Pod Work: Discuss this question
Which of the following scenarios do NOT necessarily imply overfitting?
- Training accuracy is 0.98 while validation accuracy is 0.60.
- The model is too specific to the training data.
- The decision boundary of a classifier is wiggly and highly irregular.
- Training and validation accuracies are both approximately 0.88.
Pod Work: Discuss this question
How might one address the issue of underfitting in a machine learning model.
- Introduce more noise to the training data.
- Remove features that might be relevant to the prediction.
- Increase the model’s complexity, possibly by adding more parameter or features
- Use a smaller dataset for training.
- Use a larger dataset for training.
Overfitting and underfitting
- An overfit model matches the training set so closely that it fails to make correct predictions on new unseen data.
- An underfit model is too simple and does not even make good predictions on the training data
Overfitting and underfitting
![]()
Source
iClicker 4.1
iClicker cloud join link: https://join.iclicker.com/YJHS
Select all of the following statements which are TRUE.

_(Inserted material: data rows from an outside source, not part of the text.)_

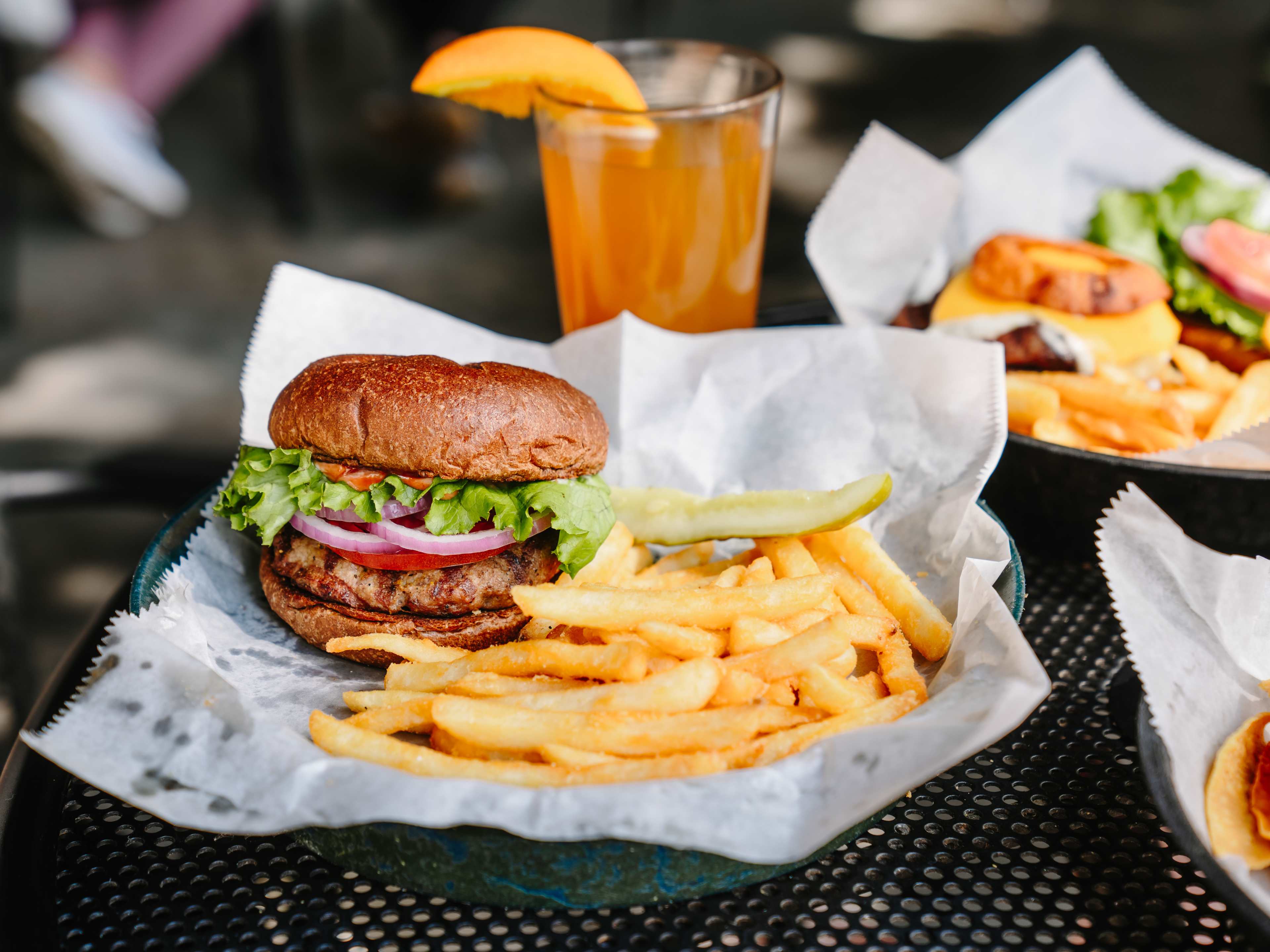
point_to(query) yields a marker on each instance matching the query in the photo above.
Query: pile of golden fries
(641, 669)
(1117, 412)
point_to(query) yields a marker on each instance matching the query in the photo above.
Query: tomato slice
(1238, 259)
(420, 483)
(1241, 248)
(414, 562)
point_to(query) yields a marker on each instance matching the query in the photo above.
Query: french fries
(708, 607)
(404, 647)
(642, 669)
(925, 625)
(1116, 412)
(624, 662)
(681, 640)
(1249, 403)
(1029, 402)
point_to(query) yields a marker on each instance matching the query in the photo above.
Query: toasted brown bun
(434, 417)
(318, 622)
(1002, 268)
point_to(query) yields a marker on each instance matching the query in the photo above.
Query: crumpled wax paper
(1246, 450)
(1197, 625)
(197, 709)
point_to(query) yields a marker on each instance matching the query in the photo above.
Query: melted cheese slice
(1064, 259)
(1114, 338)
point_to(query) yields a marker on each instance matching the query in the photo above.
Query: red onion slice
(350, 540)
(423, 541)
(393, 509)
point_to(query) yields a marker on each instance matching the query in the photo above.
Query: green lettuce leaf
(579, 509)
(270, 487)
(1149, 226)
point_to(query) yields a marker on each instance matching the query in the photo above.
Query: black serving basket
(1131, 711)
(1051, 497)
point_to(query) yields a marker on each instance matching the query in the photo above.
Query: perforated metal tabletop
(1047, 841)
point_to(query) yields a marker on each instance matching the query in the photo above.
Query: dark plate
(1055, 496)
(479, 865)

- Analogy-based models find examples from the test set that are most similar to the query example we are predicting.
- Euclidean distance will always have a non-negative value.
- With \(k\)-NN, setting the hyperparameter \(k\) to larger values typically reduces training error.
- Similar to decision trees, \(k\)-NNs finds a small set of good features.
- In \(k\)-NN, with \(k > 1\), the classification of the closest neighbour to the test example always contributes the most to the prediction.
iClicker 4.2
iClicker cloud join link: https://join.iclicker.com/YJHS
Select all of the following statements which are TRUE.
- \(k\)-NN may perform poorly in high-dimensional space (say, d > 1000).
- In sklearn’s SVC classifier, large values of
gamma
tend to result in higher training score but probably lower validation score.
- If we increase both
gamma
and C
, we can’t be certain if the model becomes more complex or less complex.
Break
Let’s take a break!
Similarity-based algorithms
- Use similarity or distance metrics to predict targets.
- Examples: \(k\)-nearest neighbors, Support Vector Machines (SVMs) with RBF Kernel.
\(k\)-nearest neighbours
- Classifies an object based on the majority label among its \(k\) closest neighbors.
- Main hyperparameter: \(k\) or
n_neighbors
in sklearn
- Distance Metrics: Euclidean
- Strengths: simple and intuitive, can learn complex decision boundaries
- Challenges: Sensitive to the choice of distance metric and scaling (coming up).
Curse of dimensionality
- As dimensionality increases, the volume of the space increases exponentially, making the data sparse.
- Distance metrics lose meaning
- Accidental similarity swamps out meaningful similarity
- All points become almost equidistant.
- Overfitting becomes likely: Harder to generalize with high-dimensional data.
- How to deal with this?
- Dimensionality reduction (PCA) (not covered in this course)
- Feature selection techniques.
SVMs with RBF kernel
- RBF Kernel: Radial Basis Function, a way to transform data into higher dimensions implicitly.
- Strengths
- Effective in high-dimensional and sparse data
- Good performance on non-linear problems.
- Hyperparameters:
- \(C\): Regularization parameter (trade-off between correct classification of training examples and maximization of the decision margin).
- \(\gamma\) (Gamma): Defines how far the influence of a single training example reaches.
Intuition of C
and gamma
in SVM RBF
C
(Regularization): Controls the trade-off between perfect training accuracy and having a simpler decision boundary.
- High C: Strict, complex boundary (overfitting risk).
- Low C: More errors allowed, smoother boundary (generalizes better).
Gamma
(Kernel Width): Controls the influence of individual data points.
- High Gamma: Points have local impact, complex boundary.
- Low Gamma: Points affect broader areas, smoother boundary.
- Key trade-off: Proper balance between
C
and gamma
is crucial for avoiding overfitting or underfitting.